Latest update December 11th, 2024 1:33 AM
May 12, 2016 News
By Kiana A. Wilburg
The APNU/AFC administration has drawn plaudits for steering Guyana’s economy unto the path of sustainable growth. The tool is a strategy that was deemed by the International Monetary Fund (IMF) to be socially inclusive.
The Executive Board recently concluded consultations with Guyana for its Article IV mission and released its assessment yesterday on Guyana’s performance thus far. Under Article IV of the IMF’s Articles of Agreement, the IMF holds bilateral discussions with members, usually every year.
A staff team visits the country, collects economic and financial information, and discusses with officials the country’s economic developments and policies. On its return to headquarters, the staff prepares a report, which forms the basis for discussion by the Executive Board.
The Directors, in their evaluation of Guyana’s financial system, commended the resilience of the economy, which continues to grow despite global headwinds.
They noted, however, that challenges and risks remain, and encouraged the authorities to build up fiscal buffers, implement structural reforms, and strengthen the financial sector.
The Directors welcomed the positive medium term outlook underpinned by an environmentally sustainable and socially inclusive growth strategy.
They also welcomed the marked improvement in the current account, while noting that Guyana remains vulnerable to changes in commodity prices due to its dependence on imported oil and the concentration of exports on a few commodities.
The IMF officials asserted that Guyana’s exchange rate appears to be broadly in line with fundamentals, and underscored that exchange rate flexibility should play a larger role in helping the nation cope with external shocks.
The Directors stressed the importance of fiscal consolidation in order to safeguard debt sustainability and preserve fiscal and external buffers while maintaining growth momentum.
They recommended that fiscal consolidation efforts focus on moderating the growth of current expenditures, in particular transfers to public enterprises, so as to preserve space for public investment while protecting social spending.
On the revenue side, they said that efforts to broaden the revenue base and strengthen tax administration were encouraged.
The IMF Executives welcomed the efforts to reform public enterprises, notably the sugar and electricity companies, in order to improve efficiency and reduce reliance on government support.
In their review, they encouraged the government to move toward greater economic diversification by advancing reforms to promote competition and improve the business climate.
The Directors said, “Given that the high costs of electricity, transportation and telecommunications have been longstanding impediments to growth, they supported well targeted public investment and liberalizing reforms to lower costs and raise productivity.”
The IMF Members added that the largely concessional nature of debt contributes to resilience and should be preserved. They commended the authorities for taking a cautious approach in factoring in possible future oil income in their medium term fiscal plans.

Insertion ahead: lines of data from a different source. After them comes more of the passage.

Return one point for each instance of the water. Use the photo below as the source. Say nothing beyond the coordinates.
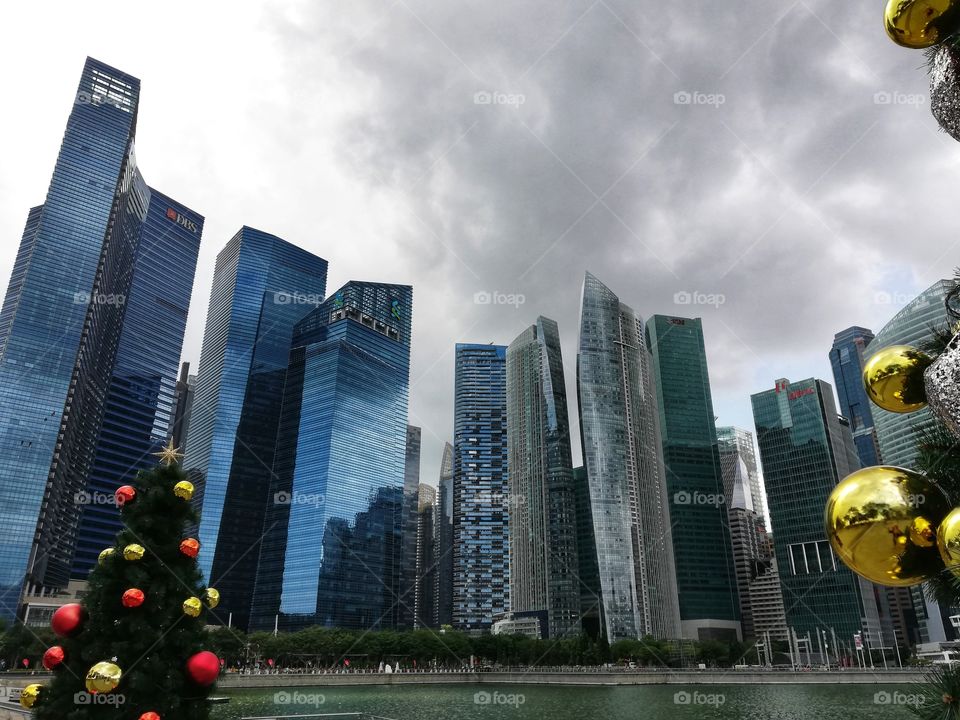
(527, 702)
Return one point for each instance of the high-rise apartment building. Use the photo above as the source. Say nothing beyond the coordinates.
(544, 573)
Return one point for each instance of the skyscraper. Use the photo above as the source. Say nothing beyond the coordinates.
(443, 541)
(706, 580)
(262, 286)
(411, 520)
(331, 551)
(847, 358)
(806, 449)
(136, 409)
(544, 575)
(481, 500)
(621, 447)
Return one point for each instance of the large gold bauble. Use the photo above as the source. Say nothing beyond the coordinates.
(919, 24)
(103, 677)
(882, 521)
(893, 378)
(948, 541)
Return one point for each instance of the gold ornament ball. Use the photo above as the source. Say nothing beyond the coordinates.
(893, 378)
(133, 552)
(881, 522)
(192, 606)
(212, 597)
(918, 24)
(30, 694)
(103, 678)
(948, 541)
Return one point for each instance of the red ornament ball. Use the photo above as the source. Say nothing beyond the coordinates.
(203, 668)
(53, 657)
(133, 597)
(190, 547)
(125, 494)
(67, 620)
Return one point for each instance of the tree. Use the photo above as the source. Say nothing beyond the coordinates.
(153, 637)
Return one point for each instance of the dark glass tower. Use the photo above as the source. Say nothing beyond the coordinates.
(443, 540)
(621, 447)
(706, 579)
(481, 501)
(806, 449)
(137, 405)
(544, 575)
(331, 552)
(262, 286)
(847, 358)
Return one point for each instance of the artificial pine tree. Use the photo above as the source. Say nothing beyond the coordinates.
(143, 617)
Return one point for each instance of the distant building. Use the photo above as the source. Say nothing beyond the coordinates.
(620, 428)
(481, 499)
(262, 287)
(544, 573)
(706, 579)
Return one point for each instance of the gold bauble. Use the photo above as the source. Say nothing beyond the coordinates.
(948, 541)
(103, 677)
(212, 597)
(133, 552)
(192, 606)
(30, 694)
(893, 378)
(919, 24)
(881, 523)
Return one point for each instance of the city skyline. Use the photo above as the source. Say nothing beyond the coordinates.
(284, 149)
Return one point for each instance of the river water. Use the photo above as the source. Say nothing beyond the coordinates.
(658, 702)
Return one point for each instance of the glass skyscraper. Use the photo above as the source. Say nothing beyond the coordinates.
(806, 449)
(481, 499)
(331, 553)
(544, 575)
(911, 326)
(137, 405)
(620, 432)
(262, 286)
(846, 359)
(706, 579)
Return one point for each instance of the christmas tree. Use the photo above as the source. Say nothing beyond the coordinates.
(136, 647)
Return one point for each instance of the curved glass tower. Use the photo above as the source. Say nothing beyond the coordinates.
(621, 448)
(910, 326)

The Directors also concurred that the monetary policy stance should remain accommodative, as lower prices for imported goods, including fuel, continue to ease inflationary pressures.
While noting that the banking sector appears well capitalized, the Directors recommended heightened vigilance given the rise in nonperforming loans, as well as tightening of provisioning requirements and close monitoring of related party lending.
They looked forward to a more granular analysis of financial sector challenges by the upcoming FSAP mission.
The IMF Team also emphasized the importance of strengthening the anti-money laundering and combating the financing of terrorism framework. They noted that remaining deficiencies amplify the vulnerability to de risking, which will require greater international effort to address.
They urged the prompt implementation of the action plan agreed with the Financial Action Task Force.
As for the macroeconomic outlook, the officials said that this is generally positive for Guyana this year. They said that growth is projected at four percent in 2016, supported by public investment and two new large gold mines.
It said that twelve-month inflation is expected to remain low, around 2.1 percent by year-end. The IMF team said, “Lower oil prices improve the outlook for the current account deficit, which is projected to remain at about four and half percent of GDP in 2016, financed by investment inflows and donor-supported investment. Reserve cover is projected to increase to 3.8 months of imports at end-2016.”
It added, “Real economic activity expanded by three percent in 2015. Lower export commodity prices and budget delays weighted down on activity, while the opening of two new large gold mines helped support growth.
Consumer prices contracted by 1.8 percent in the 12 months ending in December 2015, reflecting lower import prices and a one-off increase in VAT exemptions.”
The team noted that the overall non-financial public sector deficit narrowed to 0.2 percent of GDP in 2015 from 5.7 percent in 2014. It said that despite the slowdown, revenues as a share of GDP increased by 4.2 percentage points, buoyed by fuel excises (which were raised as the international oil price declined), and one-off increases in non-tax revenues.
The IMF Executives articulated as well that expenditures as a share of GDP declined by one percentage point, driven by a 30 percent decline in capital expenditures due to election-related budget delays.